The weekend before my father passed away, I took a trip to San Diego for a wedding on Saturday. The wedding was in the afternoon, so Val and I visited the art gallery of Randall Hasson. Randy is a fine artist and calligrapher.
One painting stood out in his gallery. They were all beautiful, but one piece seemed to beckon me. I saved up for several years to purchase the piece that now hangs over my fireplace. When I called Randy to place my order, I told him how that particular piece affected me. He said that in the art world there is a saying, “You don’t pick the art, the art picks you.”
Well, that is how I feel about a particular passage in the Bible. I have never had a favorite verse…or a favorite color, etc. But at age 63 there is a passage that has picked me—much like Mr. Hasson’s painting. It has touched me in powerful ways. It has come to mind on a host of occasions and strengthened me in ways I would have never suspected. And, if a reader understood the significance of this one text, they would understand much of the Bible and the Story it tells.

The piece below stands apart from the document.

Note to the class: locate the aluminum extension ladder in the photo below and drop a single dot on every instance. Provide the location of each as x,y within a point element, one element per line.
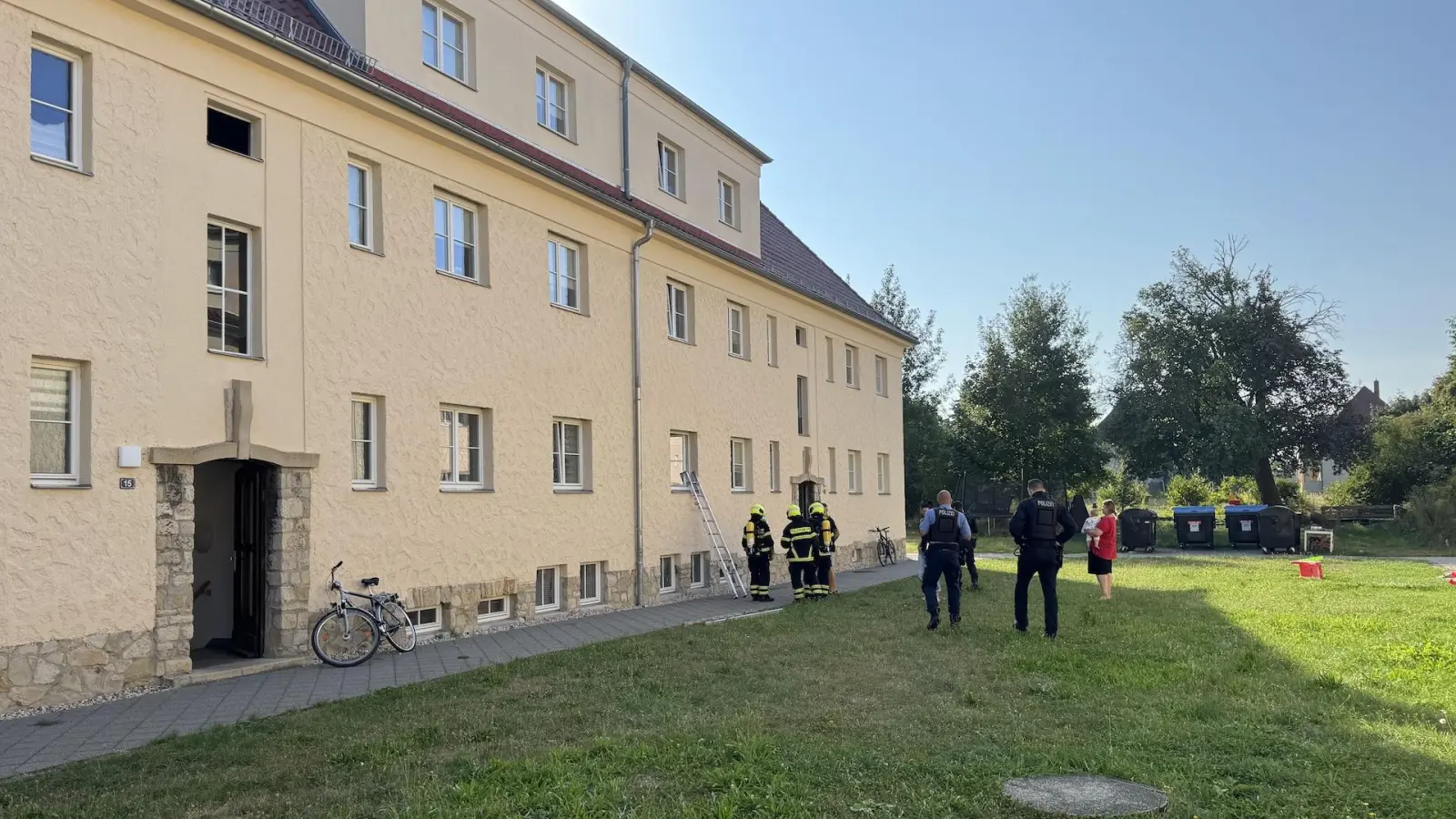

Ironically, the text that holds so much sway over me is only a part of a verse. It is not the whole verse. In fact, it is only one word, a declaration in the Greek New Testament—but it takes three English words to translate. That is because it is a verb, and verbs in Greek contain the personal pronoun in their endings. The Greeks had personal pronouns, and when they are used, it is for emphasis.
Its brevity is not what attracts me to it. There are other brief verses, like John 11:35, “Jesus wept.” This verse is made up of 3 Greek words, and two English words are used to translate it.
I can imagine someone stumbling onto a Bible for the first time and opening it to this passage and being struck with curiosity, perhaps unbelief, or amazement. I am willing to affirm that if someone happened to read this text, asked about its significance, and explored its significance like a detective trying to solve a mystery, they would see precisely what I am affirming.
The word I have withheld from the reader is found in Mark 16:6. It is the Greek agerthe. (Isn’t that helpful?)
Today’s sermon has been on my mind for weeks. This past week I wrote 6 sermons…well really, only one sermon with 6 points, but because I am in the midst of a homiletical experiment, I am making a series out of it.
The homiletical experiment I have engaged in over the past 3-4 weeks is to center each sermon around one and only one point. The sermon I put together over the past five days had 6 points. On my way home Wednesday evening, I realized that this went against my experiment. So, Thursday, I reworked the six point sermon into a one point sermon reserving the other main points for the next few weeks.
The next few articles will be centered on the significance of this one word, translated, “He has risen!”